Books
Still Recognizable Forms
(Laurel Review/Greentower Press, co-winner of the 2021 Midwest Chapbook Contest)
World, Composed
(chapbook, Finishing Line Press)
Because she focuses on the given world, and knows how to know it, even this statement is poetry when Jessica Reed writes it: “We must believe this: /there are no old or new electrons.” Her voice, this new voice, is exciting, not in the clichéd sense we often use the word, but in the technical sense that her voice causes new vibrations, causes new energies to arise in language. Reed knows how poetry needs to work in an age of skepticism: “Still we devise ways to reveal what we are fully immersed / in, to spy on god.” World, Composed is a new but already necessary book.
–Bin Ramke
In World, Composed Jessica Reed explores with lyric beauty and patient observation the seemingly counterintuitive relationship between solidity and probability. Like atoms, her poems are both delicate and immense, her graceful lines written in a kind of invisible ink that reading them exposes. Here, a despairing mathematician moves between dust and God, looking for proof, there, a woman studies the fracture properties of coconuts, both grasping for something, while Reed writes poems, studying—maybe even creating—the form and structure that the invisible world promises. Of course, language is invisible, too, until it’s discovered. Because they are “pointing, indispensable,” she writes, “We need our words.”
–Amy Newman
Jessica Reed has composed a world here—or it’s composed her, and in turn any reader who dreams through this book. “Once, god had birds’ eyes/ saw every ultraviolent latch and hook, wheel and paddle,” this poet tells us straightaway, and we believe her love of radiance and dark, her wonder at how everything moves.
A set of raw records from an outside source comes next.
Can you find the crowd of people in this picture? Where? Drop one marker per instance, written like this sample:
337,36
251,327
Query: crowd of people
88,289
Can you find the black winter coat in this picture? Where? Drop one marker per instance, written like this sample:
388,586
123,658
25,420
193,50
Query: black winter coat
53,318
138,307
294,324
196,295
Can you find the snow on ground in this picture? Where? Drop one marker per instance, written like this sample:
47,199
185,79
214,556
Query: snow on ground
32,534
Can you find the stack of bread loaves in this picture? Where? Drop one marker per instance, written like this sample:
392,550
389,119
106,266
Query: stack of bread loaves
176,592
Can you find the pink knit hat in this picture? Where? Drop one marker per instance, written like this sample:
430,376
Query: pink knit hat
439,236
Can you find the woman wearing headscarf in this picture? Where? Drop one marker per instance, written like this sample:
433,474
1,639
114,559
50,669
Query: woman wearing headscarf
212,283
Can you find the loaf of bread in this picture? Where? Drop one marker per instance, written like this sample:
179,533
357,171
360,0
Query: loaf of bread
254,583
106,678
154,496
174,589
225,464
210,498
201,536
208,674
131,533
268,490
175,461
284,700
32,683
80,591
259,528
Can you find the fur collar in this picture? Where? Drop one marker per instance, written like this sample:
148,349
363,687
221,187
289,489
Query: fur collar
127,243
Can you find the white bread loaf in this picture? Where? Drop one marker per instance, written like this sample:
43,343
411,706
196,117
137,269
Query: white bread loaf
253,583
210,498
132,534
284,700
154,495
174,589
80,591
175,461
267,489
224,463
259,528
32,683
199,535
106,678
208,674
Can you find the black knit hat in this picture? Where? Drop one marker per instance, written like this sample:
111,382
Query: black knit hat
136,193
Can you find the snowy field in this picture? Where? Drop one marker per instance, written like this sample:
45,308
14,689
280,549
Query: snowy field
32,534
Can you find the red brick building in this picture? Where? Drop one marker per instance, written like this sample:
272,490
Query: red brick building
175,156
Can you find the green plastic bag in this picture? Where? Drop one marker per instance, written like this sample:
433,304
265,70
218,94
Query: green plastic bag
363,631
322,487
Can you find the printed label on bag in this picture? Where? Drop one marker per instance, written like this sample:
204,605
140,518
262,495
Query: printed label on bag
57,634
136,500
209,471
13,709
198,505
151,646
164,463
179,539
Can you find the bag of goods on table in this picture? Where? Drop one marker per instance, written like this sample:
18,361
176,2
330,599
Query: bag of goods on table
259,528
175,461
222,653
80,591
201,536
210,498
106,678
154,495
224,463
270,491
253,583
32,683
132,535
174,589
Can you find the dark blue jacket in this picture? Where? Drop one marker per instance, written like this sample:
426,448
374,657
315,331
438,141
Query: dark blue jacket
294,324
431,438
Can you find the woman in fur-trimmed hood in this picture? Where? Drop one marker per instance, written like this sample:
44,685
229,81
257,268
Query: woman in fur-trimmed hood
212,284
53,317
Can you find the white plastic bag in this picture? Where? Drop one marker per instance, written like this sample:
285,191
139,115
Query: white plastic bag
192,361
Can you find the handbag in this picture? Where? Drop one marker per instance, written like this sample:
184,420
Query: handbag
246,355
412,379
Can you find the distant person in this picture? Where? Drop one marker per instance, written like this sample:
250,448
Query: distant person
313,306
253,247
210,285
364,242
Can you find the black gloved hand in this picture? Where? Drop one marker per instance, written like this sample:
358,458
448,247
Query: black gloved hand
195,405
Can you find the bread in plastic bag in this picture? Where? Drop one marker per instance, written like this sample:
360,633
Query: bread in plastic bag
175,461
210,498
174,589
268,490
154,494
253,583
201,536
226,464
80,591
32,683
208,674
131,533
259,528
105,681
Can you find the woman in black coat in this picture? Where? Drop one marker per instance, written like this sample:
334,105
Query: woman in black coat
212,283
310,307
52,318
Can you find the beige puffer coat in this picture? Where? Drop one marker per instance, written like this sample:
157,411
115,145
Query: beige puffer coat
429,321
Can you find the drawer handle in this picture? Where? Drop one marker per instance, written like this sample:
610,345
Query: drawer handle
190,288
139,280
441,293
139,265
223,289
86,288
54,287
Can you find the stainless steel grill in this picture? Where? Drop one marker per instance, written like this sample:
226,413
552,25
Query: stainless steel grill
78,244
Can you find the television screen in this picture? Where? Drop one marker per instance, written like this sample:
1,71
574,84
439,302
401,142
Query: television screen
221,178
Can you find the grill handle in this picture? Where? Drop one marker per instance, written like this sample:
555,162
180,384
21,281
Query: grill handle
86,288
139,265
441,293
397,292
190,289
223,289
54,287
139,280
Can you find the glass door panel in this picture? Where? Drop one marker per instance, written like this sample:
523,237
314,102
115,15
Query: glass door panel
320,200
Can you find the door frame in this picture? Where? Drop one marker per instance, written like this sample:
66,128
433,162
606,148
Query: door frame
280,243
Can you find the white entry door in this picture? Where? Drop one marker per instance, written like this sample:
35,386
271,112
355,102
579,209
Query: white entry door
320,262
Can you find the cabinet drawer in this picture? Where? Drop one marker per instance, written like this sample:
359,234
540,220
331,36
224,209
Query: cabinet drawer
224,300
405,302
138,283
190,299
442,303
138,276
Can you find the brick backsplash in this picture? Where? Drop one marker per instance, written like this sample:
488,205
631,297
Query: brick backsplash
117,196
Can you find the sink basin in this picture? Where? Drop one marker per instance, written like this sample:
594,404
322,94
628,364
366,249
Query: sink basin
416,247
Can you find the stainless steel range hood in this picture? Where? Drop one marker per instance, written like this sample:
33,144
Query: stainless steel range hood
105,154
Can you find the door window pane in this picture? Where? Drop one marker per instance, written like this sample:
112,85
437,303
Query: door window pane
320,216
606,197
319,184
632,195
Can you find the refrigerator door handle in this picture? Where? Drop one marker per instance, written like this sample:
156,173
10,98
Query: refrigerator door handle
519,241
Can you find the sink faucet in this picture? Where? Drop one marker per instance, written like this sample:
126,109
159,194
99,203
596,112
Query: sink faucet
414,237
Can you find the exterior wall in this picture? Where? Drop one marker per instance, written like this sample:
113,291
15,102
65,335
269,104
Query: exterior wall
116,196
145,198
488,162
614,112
For she has a compelling, near-x-ray vision, can see on the countertop the lemon’s atomic “trembling parts” as clearly as “fissures” on eggshell reveal “time’s forward arrow.” Which is to say, this collection is a celebration of the visible and invisible. Apples, the sound of “wood splitting,” electric light “stitching and unstitching the not-us”—Reed names these worldly gifts with such relish.